Florence Pugh o swojej przełomowej roli: “Skrzywdziłam sama siebie”
Florence Pugh w jednym z ostatnich wywiadów wyznała, że rola w Midsommar bardzo jej zaszkodziła i że pewnie nigdy więcej nie zdecyduje się zagrać podobnej. – To było zbyt wiele – podkreśliła.
W Midsommar Florence Pugh wciela się w postać Dani – pogrążonej w żałobie Amerykanki, która dołącza do swojego toksycznego chłopaka w wyprawie do Szwecji, gdzie biorą udział w prastarych (i przedziwnych) obrzędach związanych z letnim przesileniem. Występ w filmie Ariego Astera bez wątpienia był przełomem w jej karierze, jednak jak twierdzi aktorka, nie chciałaby czegoś takiego powtarzać, gdyż zrobiła nim sobie krzywdę.

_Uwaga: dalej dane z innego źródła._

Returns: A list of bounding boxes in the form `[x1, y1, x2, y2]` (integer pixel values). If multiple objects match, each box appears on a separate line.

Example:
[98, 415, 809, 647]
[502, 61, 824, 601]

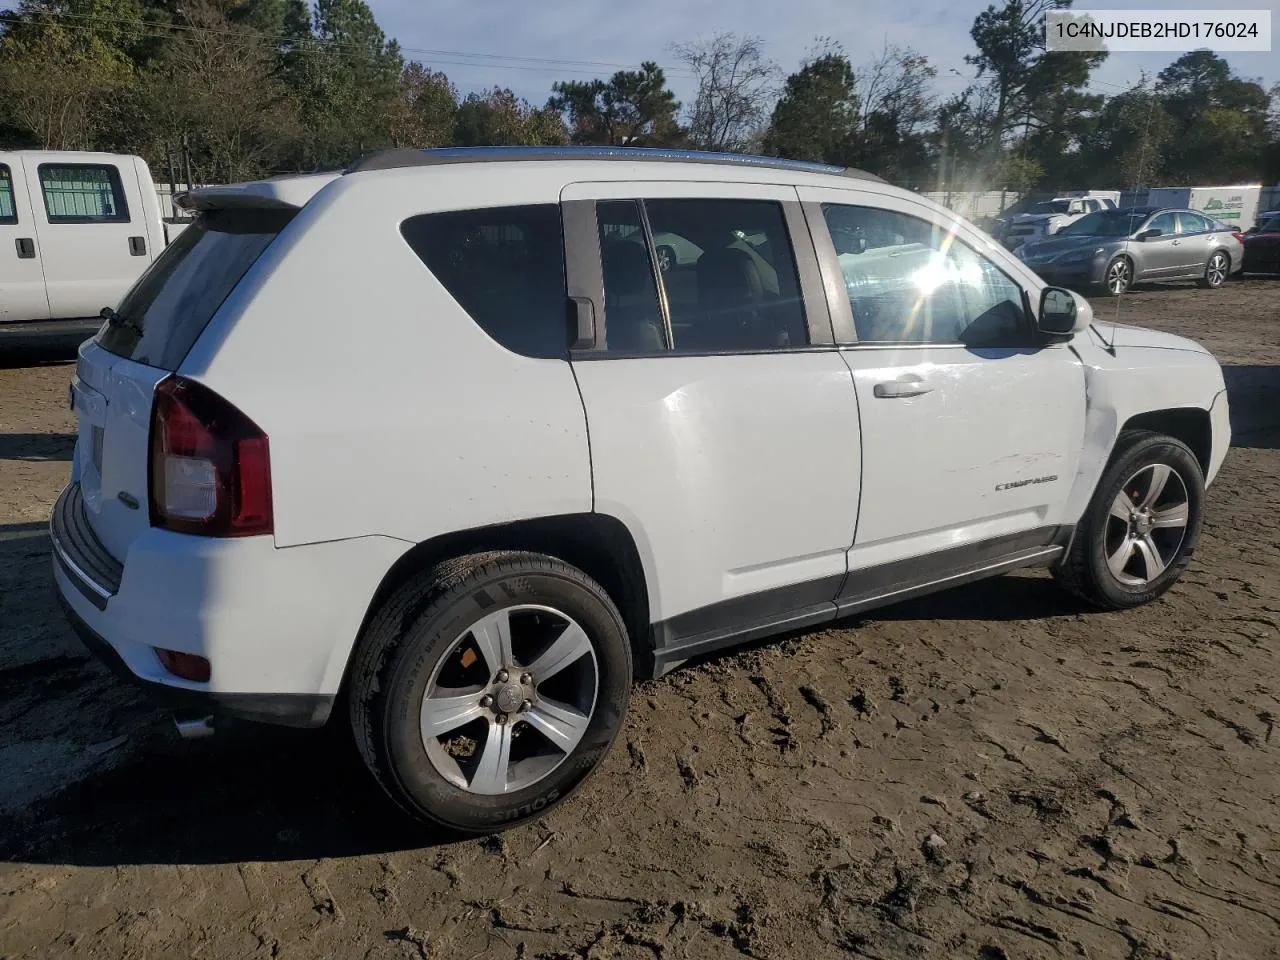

– Były takie role, gdzie dawałam za dużo i złamały mnie na długi późniejszy czas. Jak wtedy, gdy zrobiłam “Midsommar” – definitywnie czułam, że skrzywdziłam samą siebie tym, do czego się doprowadziłam – opowiedziała.
O co konkretnie chodzi aktorce? W innej rozmowie wyjaśniła:
– Nigdy nie grałam kogoś, kto był w takim bólu. Aż do Dani w “Midsommar”. Wstawiałam się w naprawdę gówniane sytuacje, czego może inni aktorzy nie muszą robić, ale ja po prostu wyobrażałam sobie najgorsze rzeczy. Każdego dnia content stawał się dziwniejszy i trudniejszy do zagrania. Wkładałam sobie coraz gorsze i coraz bardziej ponure rzeczy w głowę. Zanim skończyliśmy, definitywnie skrzywdziłam sama siebie, by zagrać dobrze tę rolę.
Jak podkreśla Pugh, nie żałuje tego, że zagrała w Midsommar i jest z tej roli naprawdę dumna.
– Po prostu są rzeczy, które musisz w sobie szanować – spuentowała.
Florence Pugh twierdzi, że teraz nauczyła się już ochraniać siebie i własne uczucia, ale część jej wie, że nigdy więcej nie zagrałaby podobnej roli. Aktorkę możemy obecnie podziwiać w zupełnie innej odsłonie w Sztuce pięknego życia u boku Andrew Garfielda.